Do you know the film, Independence Day, from 1996? One of the characters, an alcoholic crop-duster, Russell Casse, played by Randy Quaid, kept insisting that he was abducted by aliens. No one was buying it. Once the aliens landed, he had his day by saying, “What did I tell you?” (Quoted from memory).

It is now our turn. No, we have not been abducted by aliens, but we have been speculating within our institute about Adam Lanza, the tragic figure who turned his own fury onto innocent children in a Connecticut school on December 14, 2012. We have been saying to each other that he himself in all likelihood was a victim of severe bullying.

A recent article in the New York Daily News (April 13, 2013) by Matthew Lysiak and Larry McShane supports the view that Mr. Lanza was a victim of bullying. According to this article not only was Mr. Lanza taunted but also beaten by fellow students when he attended Sandy Hook Elementary School. A relative of Mr. Lanza, who wished for anonymity in that article, gave this evidence of bullying: “Adam would come home with bruises all over his body,” the relative said. “His mom would ask him what was wrong, and he wouldn’t say anything. He would just sit there.” The mother considered suing the school because of this abuse that she suspected.

The one bullied transformed into the one who bullies, and even worse, into the one who kills.

For a moment, let us presume even with this news story that the accusations of bullying toward Adam Lanza are incorrect. Even so, there are thousands of children as I write this being bullied and bullied very abusively in schools.

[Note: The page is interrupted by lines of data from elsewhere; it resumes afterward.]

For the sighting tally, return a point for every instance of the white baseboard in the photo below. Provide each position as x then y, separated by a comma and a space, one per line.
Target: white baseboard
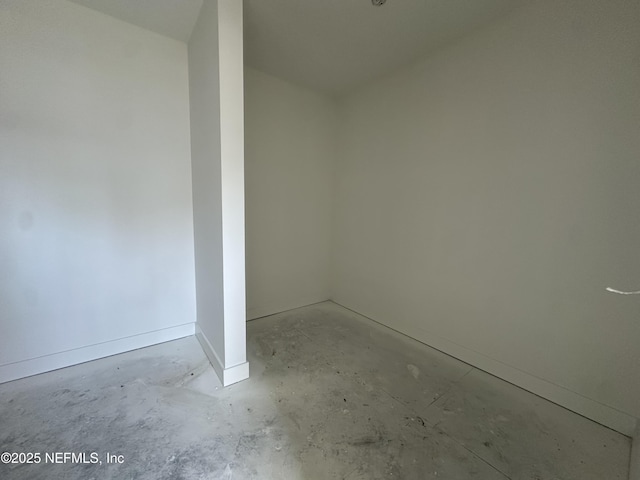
259, 312
54, 361
229, 375
593, 410
634, 463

How many of them will transform into the one who bullies?

We have to do something to protect the victims, yes, but what is rarely emphasized is this: We must find a way to quell the fury within those who bully. Their fury is what is abusing and in some cases contributing to the death of other students.

What did I tell you? We are suggesting this to the world: We strongly urge all school districts in the United States and abroad to develop comprehensive psychological programs to reduce the rage in those who bully. One source for school psychologists, counselors, and social workers is the Anti-Bullying Forgiveness Education Program available in the store section of this website. This curriculum targets the anger within those who bully.

Our research on forgiveness therapy and our research on forgiveness education shows that those with deep anger can reduce that anger statistically significantly.

It is time to quell the fury within—-for the sake of the next victim and for the sake of those who harbor the fury. We have the resources. Now let us all pull together and do our part not to let anger have its insistent upper hand. Let us start today and achieve Independence Day for those who bully—-independence from the binding torture of their own anger.